Iranians were just stepping over the flames, not jumping. Some were carrying babies. Several couples held older children by the hands and swung them up and over, above the heat. A couple of glamorous women in heels stepped nonchalantly over the fire as if they did this every day. A girl who looked about ten seemed to enjoy the experience so much that she lined up again and again to execute grand jetes. Young boys, eager to prove their fearlessness, grinned as they crossed over the flames.
It did look like fun, but I wasn’t brave enough to do it myself.
One of the women said afterwards that they were all doing it for health reasons. Her husband said I couldn’t use her name nor show her picture on the web. I guessed that the political situation in Iran was making people here nervous about going public.
I didn’t hear anyone shouting the Iranian equivalent of “Give me your beautiful colour.” This is what I had read was part of the tradition. The fire is supposed to bring healthy colours to the jumpers. It’s supposed to get rid of disease.

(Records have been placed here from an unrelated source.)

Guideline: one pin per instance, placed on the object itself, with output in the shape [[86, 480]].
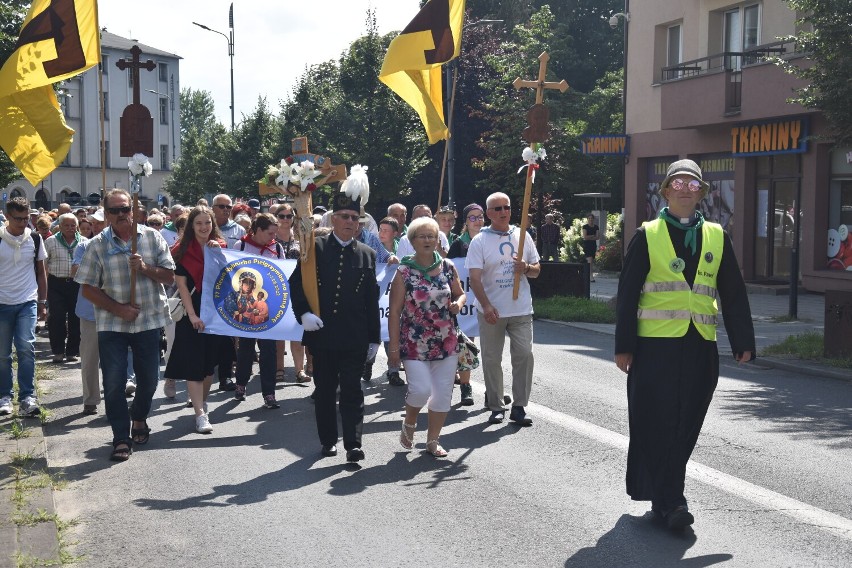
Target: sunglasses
[[679, 184], [347, 217]]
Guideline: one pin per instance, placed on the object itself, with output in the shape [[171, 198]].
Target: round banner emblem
[[251, 294]]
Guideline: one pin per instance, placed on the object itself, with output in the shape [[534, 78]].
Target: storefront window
[[839, 252]]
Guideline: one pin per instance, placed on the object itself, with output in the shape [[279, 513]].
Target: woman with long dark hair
[[198, 350]]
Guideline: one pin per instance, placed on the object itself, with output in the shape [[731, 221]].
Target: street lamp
[[230, 39], [613, 23], [451, 70], [172, 106]]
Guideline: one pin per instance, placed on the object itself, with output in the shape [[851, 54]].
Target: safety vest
[[667, 303]]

People just seemed to be having a lot of fun. I did see a couple of fire extinguishers nearby and several firemen were standing chatting. It didn’t look like they were worried even though the flames were licking some of the feet.
Inside a nearby building, the noise of a rock band was so deafening that we hurried out of there as soon as possible. This was too bad because some of the exhibits there were interesting. Stalls with decorated garlic bulbs made an attractive sight. They looked like unusual flowers or decorated eggs at first. They were probably symbols of spring.

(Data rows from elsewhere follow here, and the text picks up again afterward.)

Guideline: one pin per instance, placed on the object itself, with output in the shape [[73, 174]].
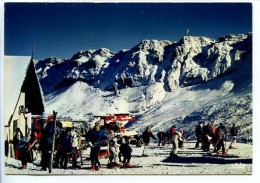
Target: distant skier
[[198, 133], [94, 138], [46, 140], [75, 137], [220, 137], [113, 149], [16, 142], [207, 135], [177, 136], [25, 155], [171, 132], [147, 134], [65, 140], [126, 151], [161, 137], [233, 132]]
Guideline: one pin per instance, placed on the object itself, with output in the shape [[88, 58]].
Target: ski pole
[[53, 141]]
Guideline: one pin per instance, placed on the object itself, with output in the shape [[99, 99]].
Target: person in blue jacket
[[46, 140], [125, 150], [198, 133], [65, 142], [24, 152], [94, 138]]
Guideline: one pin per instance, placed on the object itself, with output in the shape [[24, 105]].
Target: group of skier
[[48, 136], [209, 134]]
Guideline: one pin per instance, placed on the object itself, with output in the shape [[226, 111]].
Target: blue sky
[[62, 29]]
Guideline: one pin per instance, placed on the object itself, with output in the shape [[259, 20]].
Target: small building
[[23, 97]]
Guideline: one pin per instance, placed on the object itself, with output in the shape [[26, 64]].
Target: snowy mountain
[[161, 82]]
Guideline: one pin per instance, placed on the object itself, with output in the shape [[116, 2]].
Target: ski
[[53, 142]]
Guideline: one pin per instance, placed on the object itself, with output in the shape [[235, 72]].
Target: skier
[[147, 134], [113, 149], [94, 139], [24, 153], [16, 142], [177, 136], [138, 138], [46, 140], [234, 133], [125, 150], [65, 145], [171, 133], [75, 143], [34, 141], [220, 137], [198, 133], [161, 137], [207, 135]]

A quick tour of the hall revealed real estate agents, bank representatives, insurance people, and delicious-looking holiday snacks. The chocolate-covered apples, pastries and cookies looked delicious. A vendor said, the stunning gold mask on display was meant to make women beautiful. I wanted to ask questions but the noise was so painful, we had to leave.
Maybe someone will do something about diminishing the blare of that band next year.
Can anyone give us a report of what happened at the festival at Mel Lastman Square that same evening?